Schaufelberger and students

Schaufelberger and students at a light rail construction site. He has written 10 construction management textbooks and taken leadership roles in expanding and promoting construction education.
Photo courtesy of John Schaufelberger

Teacher and Scholar

After mandatory retirement from the Army in 1994, Schaufelberger, then 52, had to decide what to do next. Positive memories of teaching at West Point prompted him to apply to the department of construction management at the University of Washington. After seven years as a professor, he was invited to become department chair, and then dean. Schaufelberger continued to teach and write, applying his military training and lessons learned from projects all over the world.  

“Academia is totally different than the military because in the military, everybody’s together. In academia, each faculty member is independent,” he says. “But making a decision has never been hard for me. Doing nothing is not a course of action, in my opinion, but that’s not typical in academia.”

“But making a decision has never been difficult for me. Doing nothing is not a course of action.”
—John Schaufelberger

Such leadership and communication skills apply to any construction project, Schaufelberger says. “We teach the technical skills, but that’s only half of the skill sets they need. The other half are how to deal with people because construction is very collaborative. You’ve got people from many different entities, maybe subcontractors, buyers, contractors, all working together. And they all come from different companies, and they have different cultures. Somehow, you’ve got to get them all together going in the same direction. But you’ve got to take care of them, understand them and listen to them.”

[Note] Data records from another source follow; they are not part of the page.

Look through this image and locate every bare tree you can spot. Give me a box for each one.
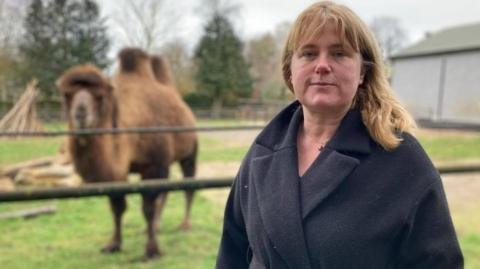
[160,39,196,96]
[0,0,29,50]
[111,0,183,52]
[196,0,242,21]
[369,16,408,60]
[273,21,291,46]
[246,33,278,100]
[0,0,29,102]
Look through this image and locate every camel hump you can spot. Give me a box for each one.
[57,64,108,90]
[150,55,173,85]
[118,47,150,73]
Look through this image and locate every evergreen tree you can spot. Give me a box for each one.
[19,0,110,99]
[193,13,252,116]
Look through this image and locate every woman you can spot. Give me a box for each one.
[216,1,463,269]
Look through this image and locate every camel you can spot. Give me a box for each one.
[56,47,198,258]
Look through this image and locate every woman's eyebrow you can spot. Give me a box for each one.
[299,44,317,50]
[298,42,354,53]
[329,43,347,49]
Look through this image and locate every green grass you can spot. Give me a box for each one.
[0,193,223,269]
[0,136,248,166]
[44,122,69,131]
[461,234,480,268]
[0,138,64,165]
[197,137,248,162]
[418,135,480,162]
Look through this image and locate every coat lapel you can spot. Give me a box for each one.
[252,147,313,269]
[299,149,359,219]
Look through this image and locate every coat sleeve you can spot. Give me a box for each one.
[395,180,464,268]
[215,176,250,269]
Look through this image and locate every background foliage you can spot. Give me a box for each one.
[193,13,253,115]
[18,0,109,99]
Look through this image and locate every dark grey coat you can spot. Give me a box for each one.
[216,101,463,269]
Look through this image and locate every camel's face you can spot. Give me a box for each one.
[57,66,112,130]
[66,89,101,129]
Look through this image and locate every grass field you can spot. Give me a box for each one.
[1,124,480,268]
[0,194,222,269]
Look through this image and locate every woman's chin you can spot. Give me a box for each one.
[300,98,352,114]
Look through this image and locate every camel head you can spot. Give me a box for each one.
[57,64,115,130]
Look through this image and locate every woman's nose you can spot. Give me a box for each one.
[314,55,332,74]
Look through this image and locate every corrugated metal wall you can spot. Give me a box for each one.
[391,50,480,123]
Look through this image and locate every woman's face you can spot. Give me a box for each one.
[290,23,364,114]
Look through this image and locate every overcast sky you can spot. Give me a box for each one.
[226,0,480,43]
[101,0,480,51]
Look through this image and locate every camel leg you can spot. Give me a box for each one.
[154,192,169,229]
[178,143,197,230]
[142,193,161,258]
[152,166,169,232]
[141,165,169,258]
[101,195,127,253]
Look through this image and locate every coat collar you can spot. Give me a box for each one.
[255,101,372,155]
[251,101,372,268]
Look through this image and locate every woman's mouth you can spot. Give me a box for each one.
[309,81,335,87]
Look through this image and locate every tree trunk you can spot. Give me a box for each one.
[210,98,223,119]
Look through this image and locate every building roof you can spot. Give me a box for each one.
[391,22,480,59]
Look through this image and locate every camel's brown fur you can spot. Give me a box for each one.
[57,47,197,258]
[150,54,173,85]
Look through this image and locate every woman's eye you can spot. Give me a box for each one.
[300,50,316,59]
[332,51,345,58]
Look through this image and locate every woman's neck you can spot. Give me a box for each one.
[300,106,349,144]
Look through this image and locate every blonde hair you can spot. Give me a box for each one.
[281,1,416,150]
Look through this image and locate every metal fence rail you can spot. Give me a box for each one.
[417,119,480,132]
[1,162,480,203]
[0,178,234,202]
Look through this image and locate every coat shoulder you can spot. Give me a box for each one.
[396,132,434,168]
[385,132,440,187]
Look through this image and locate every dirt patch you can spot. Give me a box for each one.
[197,131,259,205]
[197,161,241,178]
[198,161,240,205]
[199,129,260,148]
[443,173,480,210]
[442,173,480,235]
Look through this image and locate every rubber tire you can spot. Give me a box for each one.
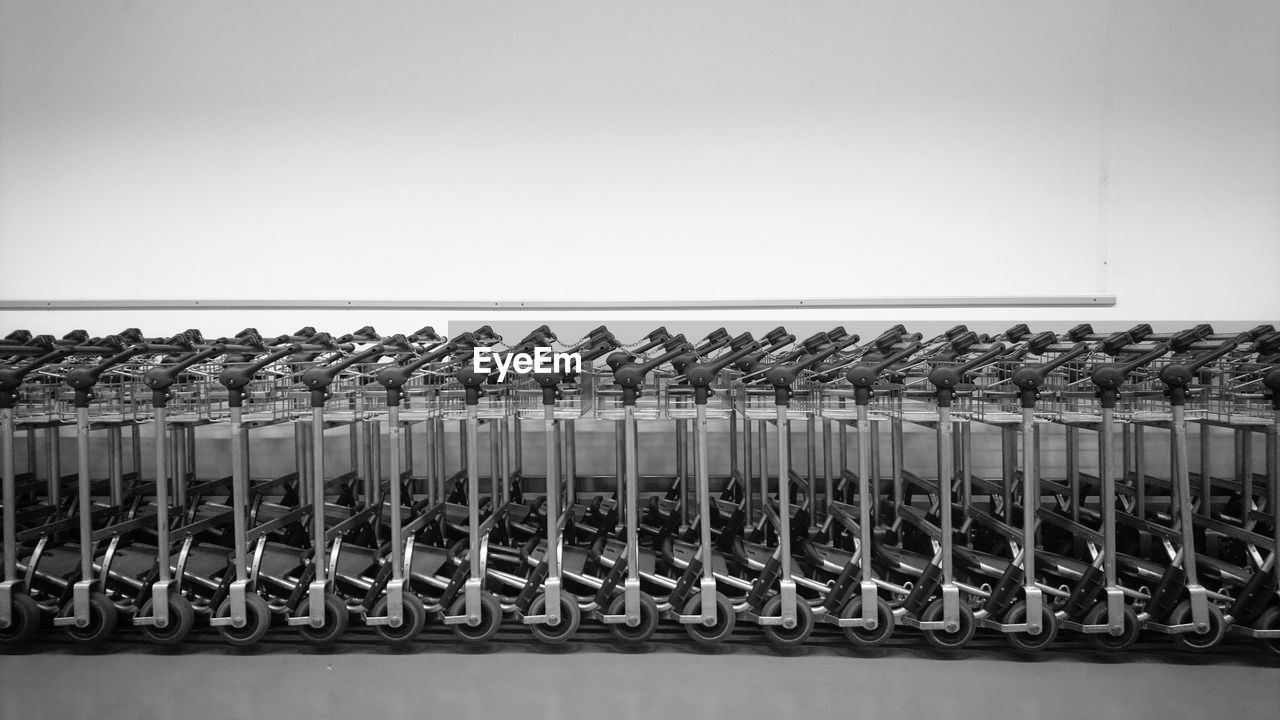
[372,593,426,643]
[760,594,814,647]
[449,591,503,642]
[605,592,660,642]
[63,592,117,644]
[214,593,273,647]
[682,592,736,646]
[527,592,580,644]
[1003,599,1059,652]
[296,592,348,644]
[1082,602,1141,652]
[139,594,195,646]
[1253,606,1280,657]
[0,593,41,644]
[1170,601,1226,652]
[920,598,977,650]
[840,595,896,648]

Cameron Bell entered the University of Washington to study civil engineering, but Schaufelberger’s classes sparked an interest in construction management. He is now a construction manager at Northwest Construction Inc. and frequently works with his former professor on industry panels, events and competitions. 

“John got me excited about wanting to take on a challenge and never being afraid to take on new challenges,” Bell says. “For me, that is super important in our industry because of all the unknowns and the fact that no two jobs are the same. It’s easy to find yourself in uncomfortable situations, but he taught me that’s an opportunity to do something great and to not be afraid.”

Schaufelberger joined the Army

Schaufelberger joined the Army after graduating from the University of Idaho. During his service, he built projects around the world, earned a PhD in civil engineering and taught at West Point.
Photo courtesy of U.S. Army

One of the biggest challenges the industry faces, Schaufelberger believes, is the shortage of a skilled workforce. In the 27 years since he retired from the Army, he’s worked to strengthen and promote construction education, taking numerous leadership roles in the industry. At the Associated General Contractors, Schaufelberger joined the board of the AGC Education and Research Foundation, chaired the AGC Foundation’s case study task force and served on its industry residency task force. He has also served on the board of AGC of Washington and the AGC of Washington Education Foundation. He became active in the American Council for Construction Education (ACCE) in 2002, serving on the board and leading the accreditation committee from 2012 to 2017. He currently serves as ACCE board chairman.

“John’s a builder of people who isn’t confined to a singular area,” says C. Ben Farrow, a professor of architecture and associate dean at Auburn University. Farrow also serves as president of the Associated Schools of Construction, where Schaufelberger has mentored, developed and supported teachers, faculty and other leaders at construction schools around the world.

“One of John’s great strengths is his ability to connect with people,” Farrow says. “He can really understand where that person is, and then help that person almost self-realize some of the challenges ahead and some of the things that they should be thinking about.”